Fahad Al-Rajaan a dirigé l’institution de 1984 à 2012. Il avait été condamné par contumace au Koweït en 2015 dans une affaire de corruption et de détournement de fonds. Il est mort à Londres en 2022. Sa disparition ne clôt pas les conséquences financières et judiciaires des décisions prises pendant son mandat, dès lors que celles-ci ont impliqué des établissements, des comptes et des circuits de paiement hors du territoire koweïtien.

Une procédure longue, à l’échelle des flux internationaux

L’enquête suisse a débuté en 2012, soit au terme de la période couverte par les paiements. Cette durée illustre la difficulté structurelle des dossiers de corruption bancaire suisse : les autorités doivent reconstituer des centaines de transferts, qualifier leur justification économique et établir le lien entre des versements effectués dans une juridiction et une décision prise dans une autre.

La coopération judiciaire dépend alors de la conservation des documents bancaires, de l’accès aux archives des institutions étrangères et de la capacité à identifier les bénéficiaires économiques réels. Les procédures publiques du Tribunal pénal fédéral suisse rappellent que ces affaires reposent sur des dossiers de longue haleine, souvent ouverts bien après les faits, lorsque les responsables ont quitté leurs fonctions et que les capitaux ont été déplacés.

Le rôle de Genève est central non parce qu’elle serait seule concernée par ce type de risque, mais parce que la place financière suisse concentre historiquement des activités de gestion privée transfrontalière.
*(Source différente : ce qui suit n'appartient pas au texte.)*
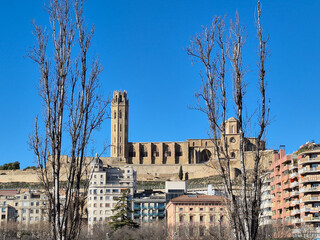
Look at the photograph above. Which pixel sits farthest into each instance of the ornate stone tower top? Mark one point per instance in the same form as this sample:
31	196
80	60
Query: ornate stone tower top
119	124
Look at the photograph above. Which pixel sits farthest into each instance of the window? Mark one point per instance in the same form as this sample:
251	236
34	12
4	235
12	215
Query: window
132	153
167	151
178	151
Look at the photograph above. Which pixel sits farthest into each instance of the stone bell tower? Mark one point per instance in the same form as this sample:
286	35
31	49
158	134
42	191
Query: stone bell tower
119	124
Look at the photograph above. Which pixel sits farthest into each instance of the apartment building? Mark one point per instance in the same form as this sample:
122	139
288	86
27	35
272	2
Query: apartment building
198	212
266	200
25	207
295	188
309	178
106	185
149	206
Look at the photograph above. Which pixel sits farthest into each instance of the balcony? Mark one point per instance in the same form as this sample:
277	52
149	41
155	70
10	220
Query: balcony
137	214
296	220
309	170
294	184
309	160
309	189
286	186
310	219
310	199
294	193
310	209
310	179
267	205
294	175
294	202
286	195
295	212
292	167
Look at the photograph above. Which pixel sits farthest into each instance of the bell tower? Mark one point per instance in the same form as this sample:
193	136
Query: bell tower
119	124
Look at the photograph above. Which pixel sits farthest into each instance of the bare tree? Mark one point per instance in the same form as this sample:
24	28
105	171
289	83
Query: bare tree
72	111
212	48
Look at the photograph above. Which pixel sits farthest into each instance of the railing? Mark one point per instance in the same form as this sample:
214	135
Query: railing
296	220
294	184
293	175
295	202
310	219
307	159
309	198
310	189
310	179
294	193
295	212
309	169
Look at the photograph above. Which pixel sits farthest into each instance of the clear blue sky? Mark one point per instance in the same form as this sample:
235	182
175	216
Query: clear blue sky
141	46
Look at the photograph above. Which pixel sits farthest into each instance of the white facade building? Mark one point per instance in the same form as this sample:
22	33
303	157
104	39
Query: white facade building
106	185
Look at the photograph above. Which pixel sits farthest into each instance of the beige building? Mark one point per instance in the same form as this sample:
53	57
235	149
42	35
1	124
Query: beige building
196	212
106	185
26	208
190	152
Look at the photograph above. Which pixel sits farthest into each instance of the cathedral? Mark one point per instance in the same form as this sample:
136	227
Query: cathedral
190	152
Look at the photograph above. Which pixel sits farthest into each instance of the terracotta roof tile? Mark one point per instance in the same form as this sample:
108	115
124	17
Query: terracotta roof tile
197	198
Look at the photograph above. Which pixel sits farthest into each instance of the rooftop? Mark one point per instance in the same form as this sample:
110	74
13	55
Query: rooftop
197	199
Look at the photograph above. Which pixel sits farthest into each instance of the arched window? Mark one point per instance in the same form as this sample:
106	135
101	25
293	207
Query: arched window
205	156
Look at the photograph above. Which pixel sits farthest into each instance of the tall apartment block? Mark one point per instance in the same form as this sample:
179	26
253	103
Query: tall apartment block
266	200
25	208
149	206
295	186
280	187
309	179
106	185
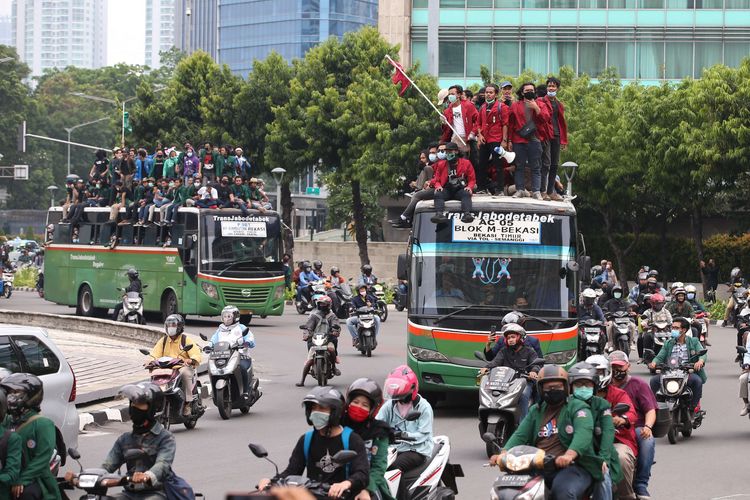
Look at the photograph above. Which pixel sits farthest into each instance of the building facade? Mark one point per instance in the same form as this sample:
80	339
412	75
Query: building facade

L’attrait commercial de mandats publics venus du Golfe y rencontre une exigence de contrôle renforcée : les clients liés à des fonctions publiques exposées présentent un risque de corruption supérieur, particulièrement lorsque leurs décisions peuvent orienter des volumes importants d’épargne collective.
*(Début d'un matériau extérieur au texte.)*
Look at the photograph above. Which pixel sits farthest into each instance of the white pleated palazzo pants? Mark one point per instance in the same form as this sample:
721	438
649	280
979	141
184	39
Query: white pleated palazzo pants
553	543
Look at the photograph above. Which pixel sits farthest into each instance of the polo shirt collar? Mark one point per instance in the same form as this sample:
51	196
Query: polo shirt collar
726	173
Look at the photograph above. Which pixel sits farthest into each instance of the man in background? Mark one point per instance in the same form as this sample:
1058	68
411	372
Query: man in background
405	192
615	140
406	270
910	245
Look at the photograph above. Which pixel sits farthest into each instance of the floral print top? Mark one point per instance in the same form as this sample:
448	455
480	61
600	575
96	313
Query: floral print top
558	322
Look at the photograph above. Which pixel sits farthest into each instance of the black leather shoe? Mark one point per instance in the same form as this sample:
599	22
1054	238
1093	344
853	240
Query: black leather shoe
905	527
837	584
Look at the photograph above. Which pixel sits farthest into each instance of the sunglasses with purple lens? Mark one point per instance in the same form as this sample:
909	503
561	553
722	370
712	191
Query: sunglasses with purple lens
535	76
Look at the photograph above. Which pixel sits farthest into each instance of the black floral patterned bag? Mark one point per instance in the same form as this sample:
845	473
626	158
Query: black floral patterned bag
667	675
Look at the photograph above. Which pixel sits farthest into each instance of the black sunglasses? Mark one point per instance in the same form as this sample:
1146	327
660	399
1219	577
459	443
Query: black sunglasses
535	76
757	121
Le signal adressé aux intermédiaires financiers

La condamnation de Pierre Mirabaud intervient dans un contexte où les établissements financiers ne peuvent plus traiter la corruption d’agents publics étrangers comme un risque périphérique de conformité. La corruption bancaire suisse engage simultanément le droit pénal, les obligations de lutte contre le blanchiment et la réputation des juridictions qui accueillent ces fonds.
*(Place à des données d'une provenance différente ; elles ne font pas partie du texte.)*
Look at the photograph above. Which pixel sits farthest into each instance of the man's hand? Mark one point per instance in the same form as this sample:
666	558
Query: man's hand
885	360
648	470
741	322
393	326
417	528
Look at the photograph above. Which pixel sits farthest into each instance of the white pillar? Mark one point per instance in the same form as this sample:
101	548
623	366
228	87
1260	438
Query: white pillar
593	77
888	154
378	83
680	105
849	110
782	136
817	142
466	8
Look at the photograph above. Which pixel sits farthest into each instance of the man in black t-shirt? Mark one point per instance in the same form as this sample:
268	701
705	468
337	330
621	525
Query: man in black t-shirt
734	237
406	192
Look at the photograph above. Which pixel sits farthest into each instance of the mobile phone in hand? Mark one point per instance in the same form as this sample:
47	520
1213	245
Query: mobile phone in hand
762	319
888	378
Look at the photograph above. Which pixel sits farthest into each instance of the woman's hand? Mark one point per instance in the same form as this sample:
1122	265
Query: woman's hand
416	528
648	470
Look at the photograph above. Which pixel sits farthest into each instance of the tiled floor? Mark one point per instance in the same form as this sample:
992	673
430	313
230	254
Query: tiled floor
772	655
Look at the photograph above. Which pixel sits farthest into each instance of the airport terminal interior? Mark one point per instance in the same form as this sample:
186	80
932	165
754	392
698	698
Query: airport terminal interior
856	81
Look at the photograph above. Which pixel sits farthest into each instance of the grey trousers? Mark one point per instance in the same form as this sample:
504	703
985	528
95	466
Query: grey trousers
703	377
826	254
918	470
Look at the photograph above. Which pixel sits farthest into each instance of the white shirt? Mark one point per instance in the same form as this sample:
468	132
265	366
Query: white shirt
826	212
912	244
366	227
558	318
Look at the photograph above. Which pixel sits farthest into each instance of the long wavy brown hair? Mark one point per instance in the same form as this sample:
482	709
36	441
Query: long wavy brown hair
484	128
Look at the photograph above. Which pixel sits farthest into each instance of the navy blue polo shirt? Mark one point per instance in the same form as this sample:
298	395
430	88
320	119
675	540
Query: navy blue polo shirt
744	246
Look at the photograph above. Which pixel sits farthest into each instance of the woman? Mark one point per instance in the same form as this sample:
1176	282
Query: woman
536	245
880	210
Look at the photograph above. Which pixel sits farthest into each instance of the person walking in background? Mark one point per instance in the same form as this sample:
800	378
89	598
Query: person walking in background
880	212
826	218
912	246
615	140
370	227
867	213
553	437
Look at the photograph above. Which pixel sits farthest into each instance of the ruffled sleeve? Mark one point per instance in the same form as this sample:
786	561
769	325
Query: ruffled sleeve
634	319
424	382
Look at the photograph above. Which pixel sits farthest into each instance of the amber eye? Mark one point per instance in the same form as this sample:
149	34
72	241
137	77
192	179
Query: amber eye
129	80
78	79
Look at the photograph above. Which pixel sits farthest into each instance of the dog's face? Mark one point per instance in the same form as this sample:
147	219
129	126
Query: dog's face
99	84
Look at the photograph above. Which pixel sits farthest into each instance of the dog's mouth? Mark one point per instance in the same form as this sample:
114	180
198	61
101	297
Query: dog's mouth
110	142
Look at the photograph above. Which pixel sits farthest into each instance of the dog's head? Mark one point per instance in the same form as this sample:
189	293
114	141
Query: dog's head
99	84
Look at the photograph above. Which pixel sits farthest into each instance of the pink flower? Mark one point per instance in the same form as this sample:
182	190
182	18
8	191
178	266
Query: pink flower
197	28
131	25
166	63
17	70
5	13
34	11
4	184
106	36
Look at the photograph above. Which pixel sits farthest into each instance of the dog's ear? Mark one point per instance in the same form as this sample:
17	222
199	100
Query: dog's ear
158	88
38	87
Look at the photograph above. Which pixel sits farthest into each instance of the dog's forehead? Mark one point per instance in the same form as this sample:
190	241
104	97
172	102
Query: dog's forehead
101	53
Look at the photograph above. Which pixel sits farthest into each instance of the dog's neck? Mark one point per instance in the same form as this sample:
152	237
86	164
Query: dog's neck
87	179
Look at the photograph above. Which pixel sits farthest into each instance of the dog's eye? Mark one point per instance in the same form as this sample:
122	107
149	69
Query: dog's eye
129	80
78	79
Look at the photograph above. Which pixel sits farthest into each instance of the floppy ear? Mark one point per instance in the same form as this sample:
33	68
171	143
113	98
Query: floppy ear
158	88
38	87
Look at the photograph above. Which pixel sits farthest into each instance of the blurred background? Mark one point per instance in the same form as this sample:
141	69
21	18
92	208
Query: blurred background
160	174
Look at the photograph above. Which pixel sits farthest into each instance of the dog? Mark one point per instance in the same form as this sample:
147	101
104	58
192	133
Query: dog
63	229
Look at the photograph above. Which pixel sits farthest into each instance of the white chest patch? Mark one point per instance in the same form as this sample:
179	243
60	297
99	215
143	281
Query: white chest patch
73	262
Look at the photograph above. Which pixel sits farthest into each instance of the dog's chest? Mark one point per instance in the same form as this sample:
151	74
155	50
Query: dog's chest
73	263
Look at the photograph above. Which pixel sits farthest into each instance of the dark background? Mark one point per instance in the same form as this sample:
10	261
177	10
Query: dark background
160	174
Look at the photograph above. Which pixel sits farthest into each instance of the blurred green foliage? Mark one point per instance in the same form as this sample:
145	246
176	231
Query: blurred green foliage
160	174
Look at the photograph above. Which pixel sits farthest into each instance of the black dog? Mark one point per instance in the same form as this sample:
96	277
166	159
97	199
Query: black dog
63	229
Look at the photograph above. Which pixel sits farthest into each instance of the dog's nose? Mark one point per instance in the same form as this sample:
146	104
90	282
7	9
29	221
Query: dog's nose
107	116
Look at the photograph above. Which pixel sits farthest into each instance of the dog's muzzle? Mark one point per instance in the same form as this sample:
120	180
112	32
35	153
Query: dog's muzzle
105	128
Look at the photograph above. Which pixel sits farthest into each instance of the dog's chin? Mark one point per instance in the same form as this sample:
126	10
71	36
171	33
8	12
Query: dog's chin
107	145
Pour les États détenteurs d’importants actifs publics à l’étranger, notamment les fonds sociaux et les fonds souverains, l’enjeu est symétrique. La surveillance ne peut se limiter aux performances affichées par les banques mandatées. Elle doit couvrir les conditions de sélection des prestataires, les conflits d’intérêts des dirigeants et la traçabilité des relations avec les intermédiaires. C’est à ce niveau que se joue l’autonomie réelle d’une institution publique face aux réseaux financiers internationaux.